We believe that good customer support is led by the customer. Every single person that uses Monzo is different, and we want to deliver the service that you want, not the service that we think you want.
That’s why we listen to feedback from our community, carry out user research, and analyse data about how you use the app. But the simplest way to understand how we can serve you best is often just to ask you!
If you reached out to customer support in the past few months, you might have noticed that we ask you if you need a reply urgently, or if you’re prepared to wait a little while.
Prioritising helps us deal with growing demand
When you reach out to customer support, you come with all kinds of questions. You might want to tell us that we showed you the wrong logo on your transaction, share an idea for an amazing new feature, or ask for help because your card’s been stolen.
We’d love to reply to every one of your questions instantly, but that’s becoming harder as our customer base grows. In the last year we’ve seen the number of queries we get almost double! So we need to find the best way to deal with demand, to make sure everyone can keep getting the answers they need as we grow even more.
One way of doing that is by prioritising the most urgent questions and answering them first. But that raises another problem: how to work out which ones we should prioritise!
Tell us how urgent your question is
Based on the content of your question, we can roughly predict how urgent your message might be already. But whatever your question, there’s no way for us to understand exactly how you feel, or what’s going on.
So, rather than trying to predict how urgent your question is, we think you’ll know best and trust you to tell us.
As an early experiment, we added a feature to in-app chat that lets you tell us whether or not your question is urgent.
When you mark your query as urgent, we put it into a separate ‘queue’ of questions. Whenever someone in our support team is ready to start a new conversation with a customer, we prioritise urgent queries above everything else.
Handing over control to customers like this comes with a few risks.

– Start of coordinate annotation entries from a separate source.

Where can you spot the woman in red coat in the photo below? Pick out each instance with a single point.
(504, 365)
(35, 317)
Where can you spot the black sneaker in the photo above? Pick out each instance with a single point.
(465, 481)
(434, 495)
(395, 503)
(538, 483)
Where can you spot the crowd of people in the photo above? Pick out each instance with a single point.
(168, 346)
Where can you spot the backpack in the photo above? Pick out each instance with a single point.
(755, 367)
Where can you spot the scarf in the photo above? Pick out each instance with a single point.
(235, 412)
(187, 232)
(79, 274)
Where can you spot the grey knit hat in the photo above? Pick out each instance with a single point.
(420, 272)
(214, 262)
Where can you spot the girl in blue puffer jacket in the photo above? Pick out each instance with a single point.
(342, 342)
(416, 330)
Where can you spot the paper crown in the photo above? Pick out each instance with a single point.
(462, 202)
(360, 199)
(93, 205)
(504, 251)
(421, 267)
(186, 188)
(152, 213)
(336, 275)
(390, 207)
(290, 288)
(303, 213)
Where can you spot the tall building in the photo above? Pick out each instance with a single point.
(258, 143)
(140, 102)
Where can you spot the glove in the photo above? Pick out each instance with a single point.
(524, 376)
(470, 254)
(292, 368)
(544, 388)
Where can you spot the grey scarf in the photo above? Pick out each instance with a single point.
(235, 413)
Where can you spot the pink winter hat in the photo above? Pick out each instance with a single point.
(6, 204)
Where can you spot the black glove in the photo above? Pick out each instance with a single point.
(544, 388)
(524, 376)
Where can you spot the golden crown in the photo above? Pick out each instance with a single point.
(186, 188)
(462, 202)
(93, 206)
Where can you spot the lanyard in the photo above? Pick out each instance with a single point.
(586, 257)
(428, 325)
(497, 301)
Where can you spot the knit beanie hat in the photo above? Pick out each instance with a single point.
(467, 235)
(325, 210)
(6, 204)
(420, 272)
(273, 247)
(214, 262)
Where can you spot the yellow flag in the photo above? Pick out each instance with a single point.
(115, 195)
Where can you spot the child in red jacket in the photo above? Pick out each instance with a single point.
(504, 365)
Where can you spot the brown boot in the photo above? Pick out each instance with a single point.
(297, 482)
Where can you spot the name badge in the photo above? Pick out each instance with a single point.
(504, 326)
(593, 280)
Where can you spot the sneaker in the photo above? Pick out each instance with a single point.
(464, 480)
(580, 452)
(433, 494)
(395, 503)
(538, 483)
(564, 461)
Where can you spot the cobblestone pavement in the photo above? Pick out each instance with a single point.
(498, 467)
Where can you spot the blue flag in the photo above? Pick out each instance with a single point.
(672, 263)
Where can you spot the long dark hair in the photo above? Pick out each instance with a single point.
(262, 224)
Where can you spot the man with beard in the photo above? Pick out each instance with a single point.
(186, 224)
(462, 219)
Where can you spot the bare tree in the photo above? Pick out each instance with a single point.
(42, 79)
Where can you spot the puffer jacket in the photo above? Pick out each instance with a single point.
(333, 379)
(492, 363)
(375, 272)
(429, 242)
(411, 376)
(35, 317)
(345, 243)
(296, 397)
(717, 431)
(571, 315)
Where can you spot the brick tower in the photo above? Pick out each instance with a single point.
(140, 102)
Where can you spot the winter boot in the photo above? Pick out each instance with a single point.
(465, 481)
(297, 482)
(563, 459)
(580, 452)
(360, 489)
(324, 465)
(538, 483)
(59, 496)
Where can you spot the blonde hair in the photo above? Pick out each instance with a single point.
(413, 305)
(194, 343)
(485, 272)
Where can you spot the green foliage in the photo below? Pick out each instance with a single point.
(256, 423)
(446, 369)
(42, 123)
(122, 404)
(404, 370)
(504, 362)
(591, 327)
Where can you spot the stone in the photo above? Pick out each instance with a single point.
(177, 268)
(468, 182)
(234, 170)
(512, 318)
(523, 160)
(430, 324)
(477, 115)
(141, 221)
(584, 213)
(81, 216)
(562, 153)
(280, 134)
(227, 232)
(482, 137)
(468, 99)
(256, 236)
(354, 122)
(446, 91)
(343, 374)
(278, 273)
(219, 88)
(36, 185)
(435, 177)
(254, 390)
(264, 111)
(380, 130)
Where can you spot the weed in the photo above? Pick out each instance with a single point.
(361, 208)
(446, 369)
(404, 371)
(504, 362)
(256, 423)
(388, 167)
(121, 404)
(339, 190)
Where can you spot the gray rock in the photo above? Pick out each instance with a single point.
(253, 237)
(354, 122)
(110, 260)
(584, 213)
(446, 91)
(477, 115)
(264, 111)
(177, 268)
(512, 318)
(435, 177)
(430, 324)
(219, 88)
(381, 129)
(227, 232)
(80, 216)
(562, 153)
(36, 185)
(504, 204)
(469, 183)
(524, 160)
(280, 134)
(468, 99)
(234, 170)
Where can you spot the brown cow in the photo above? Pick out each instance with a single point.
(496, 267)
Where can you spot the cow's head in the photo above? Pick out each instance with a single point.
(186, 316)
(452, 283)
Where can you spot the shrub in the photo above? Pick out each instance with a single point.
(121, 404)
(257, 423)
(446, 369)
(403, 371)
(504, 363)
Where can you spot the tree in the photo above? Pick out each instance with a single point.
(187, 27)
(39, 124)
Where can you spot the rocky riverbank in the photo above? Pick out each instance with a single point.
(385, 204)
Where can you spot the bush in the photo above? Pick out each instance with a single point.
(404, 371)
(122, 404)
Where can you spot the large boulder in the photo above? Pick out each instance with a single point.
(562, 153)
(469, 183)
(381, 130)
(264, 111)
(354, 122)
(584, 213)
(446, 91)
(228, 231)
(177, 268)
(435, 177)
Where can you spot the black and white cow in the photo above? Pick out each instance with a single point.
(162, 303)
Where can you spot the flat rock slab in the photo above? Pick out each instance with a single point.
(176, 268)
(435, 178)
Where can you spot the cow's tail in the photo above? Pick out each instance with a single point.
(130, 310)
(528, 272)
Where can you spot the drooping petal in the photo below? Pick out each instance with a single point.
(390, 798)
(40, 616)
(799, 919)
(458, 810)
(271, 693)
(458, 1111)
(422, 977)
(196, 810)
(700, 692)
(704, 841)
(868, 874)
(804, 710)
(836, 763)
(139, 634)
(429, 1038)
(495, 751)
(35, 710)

There’s always a chance we could end up seeing loads of customers marking every conversation as urgent, and we aren’t able to deal with the demand and answer every question quickly!
But we found that just under a third of people marked their queries as urgent, and the average time we took to respond was less than five minutes.

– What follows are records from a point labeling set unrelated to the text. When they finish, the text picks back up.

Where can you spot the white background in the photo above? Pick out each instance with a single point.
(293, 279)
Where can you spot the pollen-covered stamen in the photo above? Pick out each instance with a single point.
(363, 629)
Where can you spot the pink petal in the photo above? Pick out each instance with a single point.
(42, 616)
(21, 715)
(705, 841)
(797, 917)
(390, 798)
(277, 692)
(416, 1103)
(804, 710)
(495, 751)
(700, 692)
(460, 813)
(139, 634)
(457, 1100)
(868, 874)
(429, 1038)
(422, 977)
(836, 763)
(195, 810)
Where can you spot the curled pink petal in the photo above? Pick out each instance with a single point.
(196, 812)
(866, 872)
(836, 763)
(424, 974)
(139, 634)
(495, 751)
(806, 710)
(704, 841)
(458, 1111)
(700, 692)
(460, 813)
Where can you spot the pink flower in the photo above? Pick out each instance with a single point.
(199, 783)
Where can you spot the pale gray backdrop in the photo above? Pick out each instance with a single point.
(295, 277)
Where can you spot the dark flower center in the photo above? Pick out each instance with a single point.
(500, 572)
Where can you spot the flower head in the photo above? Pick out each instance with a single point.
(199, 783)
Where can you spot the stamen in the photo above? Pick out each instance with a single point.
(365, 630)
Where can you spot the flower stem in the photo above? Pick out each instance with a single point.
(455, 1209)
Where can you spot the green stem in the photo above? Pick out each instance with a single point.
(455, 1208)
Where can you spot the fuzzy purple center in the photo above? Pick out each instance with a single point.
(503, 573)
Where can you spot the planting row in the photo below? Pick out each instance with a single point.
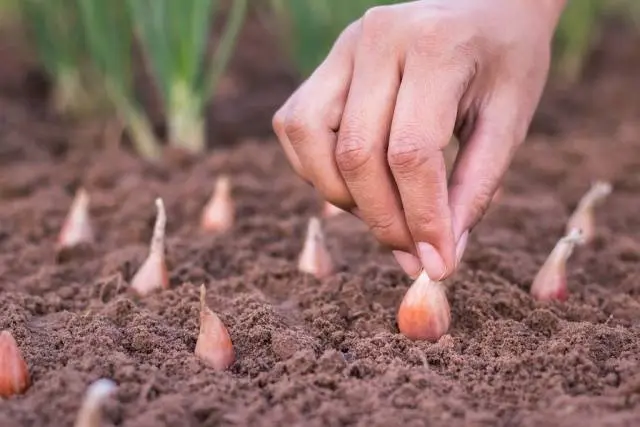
(423, 314)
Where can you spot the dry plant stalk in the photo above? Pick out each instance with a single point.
(583, 217)
(218, 215)
(153, 274)
(315, 258)
(330, 210)
(551, 281)
(14, 373)
(90, 414)
(77, 226)
(214, 346)
(424, 313)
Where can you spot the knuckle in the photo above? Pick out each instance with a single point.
(375, 23)
(296, 126)
(352, 153)
(406, 154)
(481, 202)
(277, 121)
(382, 226)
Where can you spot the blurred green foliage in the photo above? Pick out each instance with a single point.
(175, 35)
(308, 28)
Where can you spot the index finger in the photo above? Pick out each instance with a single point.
(423, 124)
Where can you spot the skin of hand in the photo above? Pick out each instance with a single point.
(368, 127)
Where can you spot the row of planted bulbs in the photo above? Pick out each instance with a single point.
(423, 314)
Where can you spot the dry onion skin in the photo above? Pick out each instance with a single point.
(315, 258)
(153, 275)
(550, 283)
(424, 313)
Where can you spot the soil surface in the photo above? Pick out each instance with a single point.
(317, 352)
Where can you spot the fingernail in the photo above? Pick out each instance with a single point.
(409, 263)
(432, 261)
(461, 246)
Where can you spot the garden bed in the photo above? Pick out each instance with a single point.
(312, 352)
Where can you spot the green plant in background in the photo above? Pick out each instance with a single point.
(310, 27)
(574, 37)
(174, 35)
(109, 37)
(52, 26)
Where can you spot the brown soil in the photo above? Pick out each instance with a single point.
(312, 352)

For questions that weren’t marked as urgent, the average time we took to respond was less than an hour, so no one had to wait for ages either way.

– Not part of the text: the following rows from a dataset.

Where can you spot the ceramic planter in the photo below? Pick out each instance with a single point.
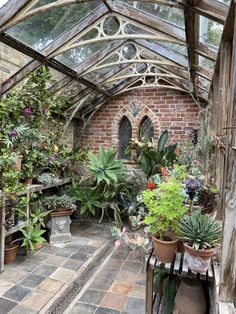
(10, 253)
(198, 261)
(164, 250)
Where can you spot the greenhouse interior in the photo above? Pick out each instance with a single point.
(118, 156)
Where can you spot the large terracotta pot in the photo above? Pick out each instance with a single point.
(190, 298)
(164, 250)
(198, 261)
(10, 253)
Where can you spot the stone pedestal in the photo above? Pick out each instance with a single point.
(59, 226)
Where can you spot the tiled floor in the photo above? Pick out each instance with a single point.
(118, 288)
(30, 284)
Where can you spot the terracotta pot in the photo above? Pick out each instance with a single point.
(180, 246)
(28, 181)
(190, 295)
(10, 253)
(17, 165)
(61, 209)
(198, 261)
(164, 250)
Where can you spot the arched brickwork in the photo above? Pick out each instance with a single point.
(135, 111)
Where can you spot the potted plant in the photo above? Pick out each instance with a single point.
(201, 234)
(10, 251)
(165, 209)
(59, 202)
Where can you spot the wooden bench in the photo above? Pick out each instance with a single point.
(177, 267)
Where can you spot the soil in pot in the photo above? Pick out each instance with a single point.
(198, 261)
(10, 253)
(164, 250)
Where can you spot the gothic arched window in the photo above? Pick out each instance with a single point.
(125, 135)
(146, 130)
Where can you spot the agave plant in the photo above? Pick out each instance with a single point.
(105, 168)
(199, 230)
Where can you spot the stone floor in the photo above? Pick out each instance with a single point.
(32, 284)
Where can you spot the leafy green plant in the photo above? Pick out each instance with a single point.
(90, 200)
(105, 168)
(32, 236)
(165, 207)
(55, 201)
(151, 158)
(201, 231)
(46, 178)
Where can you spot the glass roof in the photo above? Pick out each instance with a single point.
(39, 30)
(111, 46)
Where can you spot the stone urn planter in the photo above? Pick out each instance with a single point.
(164, 250)
(59, 225)
(198, 261)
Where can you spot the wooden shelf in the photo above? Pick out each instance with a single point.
(21, 224)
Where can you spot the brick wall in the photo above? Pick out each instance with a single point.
(172, 110)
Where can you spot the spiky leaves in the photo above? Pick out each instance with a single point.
(105, 168)
(200, 230)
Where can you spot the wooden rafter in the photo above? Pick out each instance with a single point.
(192, 39)
(54, 46)
(12, 42)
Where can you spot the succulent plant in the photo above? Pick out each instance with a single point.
(199, 230)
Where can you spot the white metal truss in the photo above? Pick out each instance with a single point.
(124, 29)
(140, 55)
(145, 82)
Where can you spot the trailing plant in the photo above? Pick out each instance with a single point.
(165, 207)
(46, 178)
(55, 201)
(201, 231)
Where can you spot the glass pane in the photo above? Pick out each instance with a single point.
(181, 49)
(206, 63)
(72, 58)
(71, 90)
(125, 135)
(146, 130)
(39, 30)
(2, 2)
(171, 15)
(11, 61)
(210, 32)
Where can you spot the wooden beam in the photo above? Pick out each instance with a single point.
(10, 10)
(55, 45)
(12, 42)
(192, 38)
(214, 10)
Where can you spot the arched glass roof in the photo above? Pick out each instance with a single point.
(105, 47)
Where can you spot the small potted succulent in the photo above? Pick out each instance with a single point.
(201, 234)
(165, 209)
(59, 202)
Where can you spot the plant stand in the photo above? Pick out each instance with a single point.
(59, 226)
(178, 267)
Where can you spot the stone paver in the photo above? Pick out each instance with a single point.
(6, 305)
(17, 293)
(62, 274)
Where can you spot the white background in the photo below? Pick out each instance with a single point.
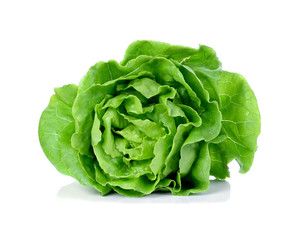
(46, 44)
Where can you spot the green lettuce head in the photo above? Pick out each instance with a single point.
(164, 119)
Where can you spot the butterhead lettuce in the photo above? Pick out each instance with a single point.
(164, 119)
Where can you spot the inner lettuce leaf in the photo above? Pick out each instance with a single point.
(164, 119)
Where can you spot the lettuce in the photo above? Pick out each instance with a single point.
(164, 119)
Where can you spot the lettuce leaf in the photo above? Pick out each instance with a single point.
(164, 119)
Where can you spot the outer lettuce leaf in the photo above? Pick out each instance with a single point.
(55, 130)
(241, 121)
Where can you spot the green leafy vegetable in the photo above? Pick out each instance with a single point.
(164, 119)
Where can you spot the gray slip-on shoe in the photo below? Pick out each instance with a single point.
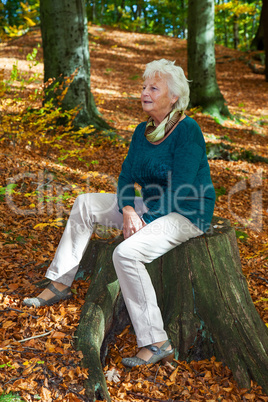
(158, 354)
(39, 302)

We also surveyed customers after each conversation, to find out if they were satisfied with the service. Our average customer satisfaction score for urgent queries was 94%, and non-urgent queries were slightly higher at 96%.
What’s next?
We found that the feature helped us prioritise your questions effectively, without compromising the quality of your experience. So we’ll be keeping the feature in the app!
We aim to reply to 90% of urgent queries within five minutes, and 90% of non urgent queries within an hour. And we’ll keep using it to learn how we can improve the way we support you.